A frase é valiosa para explicar a razão que faz parte do segundo grupo anteriormente citado: o cálculo político-eleitoral.

Nas próximas páginas abordaremos a questão propriamente das campahas eleitorais, suas estruturas, dinâmica e demandas necessárias para que o resultado seja satisfatório. No entanto, uma coisa é certa: toda candidatura representa um “pacote” e muitos candidatos não estão interessados em rechear seus pacotes com doadores considerados inadequados para a sociedade, nem tampouco o eleitor aceitaria um pacote, ainda que muito bem embrulhado, cujo conteúdo possa ferir seus ideais, costumes ou preceitos morais.

Dessa forma, é comum, dentro do cálculo político-eleitoral os comandos de campanha ou mesmo os próprios candidatos vetarem determinados nomes de doadores, ou seja, “aceitamos o seu dinheiro, mas negaremos publicamente qualquer relação com sua empresa”. Ainda que por um momento seja razoável imaginar que a recíproca seja verdadeira, muitas empresas encaram esse tipo de relação com bastante naturalidade, uma vez que seus interesses em determinadas votações são infinitamente mais importantes do que a divulgação que determinado político conta com seu apoio.

Empresas com imagem pública arranhada, fábricas poluidoras, indústrias de cigarros, bebidas ou mesmo grandes corporações com interesses bélicos são alvos freqüentes de ataques de membros do governo, ONG´s ou de cidadãos descontentes com seus ramos de atuação. Muitas vezes para determinados políticos vincular a sua imagem ao de empresas de pouca ou nenhuma reputação converte-se num golpe fatal para suas pretensões de chegada ao poder e, ao mesmo tempo, um saboroso prato para seus oponentes.
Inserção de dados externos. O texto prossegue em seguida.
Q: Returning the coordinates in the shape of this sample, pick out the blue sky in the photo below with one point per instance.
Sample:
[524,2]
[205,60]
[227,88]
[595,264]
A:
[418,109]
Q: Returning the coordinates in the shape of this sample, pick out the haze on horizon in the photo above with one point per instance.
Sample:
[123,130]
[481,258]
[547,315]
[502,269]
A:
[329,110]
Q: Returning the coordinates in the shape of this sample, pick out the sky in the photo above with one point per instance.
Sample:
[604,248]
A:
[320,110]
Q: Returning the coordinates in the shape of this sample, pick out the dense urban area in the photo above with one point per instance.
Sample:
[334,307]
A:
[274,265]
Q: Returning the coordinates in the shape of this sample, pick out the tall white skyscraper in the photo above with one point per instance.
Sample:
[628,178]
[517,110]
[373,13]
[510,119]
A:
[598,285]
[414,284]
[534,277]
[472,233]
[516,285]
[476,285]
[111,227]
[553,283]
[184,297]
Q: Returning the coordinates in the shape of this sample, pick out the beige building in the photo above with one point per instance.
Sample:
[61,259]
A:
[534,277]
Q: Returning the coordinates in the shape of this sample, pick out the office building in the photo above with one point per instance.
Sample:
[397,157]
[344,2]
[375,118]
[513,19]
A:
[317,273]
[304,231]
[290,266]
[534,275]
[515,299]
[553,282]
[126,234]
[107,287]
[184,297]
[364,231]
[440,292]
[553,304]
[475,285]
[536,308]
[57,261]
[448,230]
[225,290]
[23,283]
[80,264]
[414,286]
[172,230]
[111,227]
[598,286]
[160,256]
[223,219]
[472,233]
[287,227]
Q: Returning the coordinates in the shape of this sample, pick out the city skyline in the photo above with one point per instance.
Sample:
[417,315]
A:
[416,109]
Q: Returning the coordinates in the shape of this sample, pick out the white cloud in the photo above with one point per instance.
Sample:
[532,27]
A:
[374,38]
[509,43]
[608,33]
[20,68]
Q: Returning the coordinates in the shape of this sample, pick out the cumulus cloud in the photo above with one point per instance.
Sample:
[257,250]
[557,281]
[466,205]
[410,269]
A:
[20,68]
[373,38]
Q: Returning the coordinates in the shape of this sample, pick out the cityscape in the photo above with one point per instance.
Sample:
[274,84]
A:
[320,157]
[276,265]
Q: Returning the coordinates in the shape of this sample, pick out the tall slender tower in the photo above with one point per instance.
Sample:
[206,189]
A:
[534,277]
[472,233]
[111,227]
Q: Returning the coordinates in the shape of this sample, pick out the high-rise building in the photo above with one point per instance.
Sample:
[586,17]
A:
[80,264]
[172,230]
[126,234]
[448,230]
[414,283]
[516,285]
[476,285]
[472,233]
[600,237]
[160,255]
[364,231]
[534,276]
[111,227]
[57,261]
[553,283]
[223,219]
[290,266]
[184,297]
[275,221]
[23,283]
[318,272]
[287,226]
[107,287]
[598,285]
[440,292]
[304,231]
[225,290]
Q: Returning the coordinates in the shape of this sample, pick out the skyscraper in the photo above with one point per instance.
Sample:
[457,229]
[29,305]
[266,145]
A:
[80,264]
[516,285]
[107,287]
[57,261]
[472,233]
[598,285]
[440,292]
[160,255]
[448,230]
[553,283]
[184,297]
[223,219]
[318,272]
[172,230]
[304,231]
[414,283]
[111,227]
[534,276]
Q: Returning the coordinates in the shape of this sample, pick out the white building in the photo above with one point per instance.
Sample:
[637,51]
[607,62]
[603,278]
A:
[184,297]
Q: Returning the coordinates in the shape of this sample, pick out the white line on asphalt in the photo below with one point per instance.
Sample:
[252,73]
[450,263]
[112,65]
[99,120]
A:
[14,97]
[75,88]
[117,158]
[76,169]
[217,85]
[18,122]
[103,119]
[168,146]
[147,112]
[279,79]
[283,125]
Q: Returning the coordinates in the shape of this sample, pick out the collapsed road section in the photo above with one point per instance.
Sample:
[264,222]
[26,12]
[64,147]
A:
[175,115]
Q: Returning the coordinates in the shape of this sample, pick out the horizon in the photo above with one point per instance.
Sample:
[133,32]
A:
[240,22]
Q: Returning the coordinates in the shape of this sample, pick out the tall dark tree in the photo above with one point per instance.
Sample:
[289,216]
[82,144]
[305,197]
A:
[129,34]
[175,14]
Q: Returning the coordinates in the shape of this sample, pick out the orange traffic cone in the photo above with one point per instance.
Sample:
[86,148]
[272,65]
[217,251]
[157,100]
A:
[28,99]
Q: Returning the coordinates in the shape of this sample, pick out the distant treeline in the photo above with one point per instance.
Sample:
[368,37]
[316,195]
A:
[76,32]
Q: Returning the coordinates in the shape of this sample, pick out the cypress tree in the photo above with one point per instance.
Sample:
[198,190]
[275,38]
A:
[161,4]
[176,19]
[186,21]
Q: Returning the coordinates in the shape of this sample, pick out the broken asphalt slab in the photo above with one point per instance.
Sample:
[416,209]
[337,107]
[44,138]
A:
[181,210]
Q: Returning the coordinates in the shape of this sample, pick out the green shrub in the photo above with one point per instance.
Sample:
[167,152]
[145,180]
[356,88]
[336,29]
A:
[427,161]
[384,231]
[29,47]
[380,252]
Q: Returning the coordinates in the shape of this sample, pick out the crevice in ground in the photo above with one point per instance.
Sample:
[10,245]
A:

Por outro lado, o Caixa Dois também é utilizado para engendrar os mais complicados métodos de fraudes contra a Receita Federal, afim de “esquentar” dinheiro proveniente de operações ilegais nos mais variados ramos de atividade do crime. Neste quesito, vale lembrar que existem poucas provas e/ou casos da narrativa policial em que as autoridades conseguem detectar operações deste tipo, ainda que possamos encontrar na literatura, seja a policial, jornalística, política ou acadêmica (notadamente com os autores que estudam a questão da corrupção em sistemas eleitorais) indícios de práticas que vão desde a lavagem do dinheiro proveniente de operações vinculadas ao contrabando, roubo de cargas e narcotráfico, até o uso indevido de recursos públicos destinados a partidos políticos, desviados para os mais variados fins, estranhos àqueles que a Justiça Eleitoral determina.